AN ELIZABETHAN REVIVAL OAK HALF-TESTER BED
CIRCA 1860
The tester with an urn finial and boldly carved strapwork apron, pendants and brackets above a panel of modern Flemish tapestry and a four panel headboard with foliate and strapwork cresting and centred by a winged mask, the footboard with barley-twist columns and centred by a mask of Queen Elizabeth I above a cartouche, the square panelled posts with ball finials
270cm high, 158cm wide, 210cm long
Provenance:
Probably acquired by Charles Richard Banastre Legh (1821-88) for Adlington Hall, Cheshire, possibly as part of a refurbishment of the mansion, and thence by descent.
Literature:
Adlington Guide Book: 'No 10 Bedroom' 'Jacobean Oak Half Tester Bed, c. 1860. The four panel headboard is contained by a canopy with boldly carved strapwork details, while the footboard has twist turned columns and is centred by a mask of Queen Elizabeth above a vacant cartouche'.
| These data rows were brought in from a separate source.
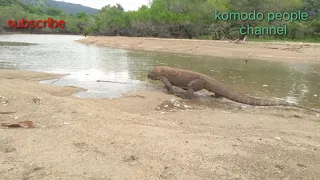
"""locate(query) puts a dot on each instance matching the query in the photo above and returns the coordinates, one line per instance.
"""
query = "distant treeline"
(193, 19)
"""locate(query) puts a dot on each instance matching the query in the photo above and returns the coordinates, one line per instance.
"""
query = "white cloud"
(126, 4)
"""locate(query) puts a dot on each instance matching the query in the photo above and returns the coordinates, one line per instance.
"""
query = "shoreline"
(271, 51)
(141, 136)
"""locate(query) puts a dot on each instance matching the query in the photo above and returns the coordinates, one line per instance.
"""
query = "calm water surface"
(126, 70)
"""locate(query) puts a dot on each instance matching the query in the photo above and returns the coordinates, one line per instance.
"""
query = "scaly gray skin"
(193, 81)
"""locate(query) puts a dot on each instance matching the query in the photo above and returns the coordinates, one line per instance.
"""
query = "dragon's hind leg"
(194, 86)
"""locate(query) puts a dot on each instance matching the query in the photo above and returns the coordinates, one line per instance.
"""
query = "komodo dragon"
(193, 81)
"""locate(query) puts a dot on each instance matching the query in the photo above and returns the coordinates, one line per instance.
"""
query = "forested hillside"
(65, 6)
(177, 19)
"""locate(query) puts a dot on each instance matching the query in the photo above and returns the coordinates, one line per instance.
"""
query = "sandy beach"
(151, 134)
(272, 51)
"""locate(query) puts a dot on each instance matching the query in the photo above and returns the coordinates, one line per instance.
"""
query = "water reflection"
(87, 63)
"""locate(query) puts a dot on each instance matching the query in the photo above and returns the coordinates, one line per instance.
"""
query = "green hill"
(64, 6)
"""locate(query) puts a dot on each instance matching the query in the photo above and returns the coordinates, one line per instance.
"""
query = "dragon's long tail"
(222, 90)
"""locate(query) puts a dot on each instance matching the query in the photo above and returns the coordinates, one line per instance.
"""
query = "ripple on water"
(124, 71)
This impressive Elizabethan-Revival bed is a fine example of antiquarian taste fashionable in the 19 th century. The bed offered here is enriched with heavy historicist carving liberally applied to the cornice, head-board and bottom of a half tester of a 19 th century double bed. 19 th century decorative art dealers supplied original antique furniture and pastiche furniture to meet an increasing demand by collectors interested in the relics of the past, and who wanted to emphasize the antiquity of their family lineage. One of the most prolific dealer/cabinet-makers was George Shaw (1810-76), a Yorkshire architect, who had an early interest in ancient beds (P. Lindfield, 'George Shaw Revisited: Ancient Oak and Beds', FHS Newsletter 225, February 2022, pp. 2-12). In the early 1840s, Shaw began to create 'modern' pastiches of antique furniture offering what he variously described as 'Henry VIII', Elizabeth I or 'James I', including a tester bed to which he added a footboard and royal arms that he sold to James Deardon (1798-1862) of Rochdale Manor, and, in 1847, the well-documented carved 'Paradise' bed, made for the Duke of Northumberland (sold 'Syon Park, Sotheby's, 14-16 May 1997, lot 197, and again, Christie's, London, 25 November 2004, lot 142).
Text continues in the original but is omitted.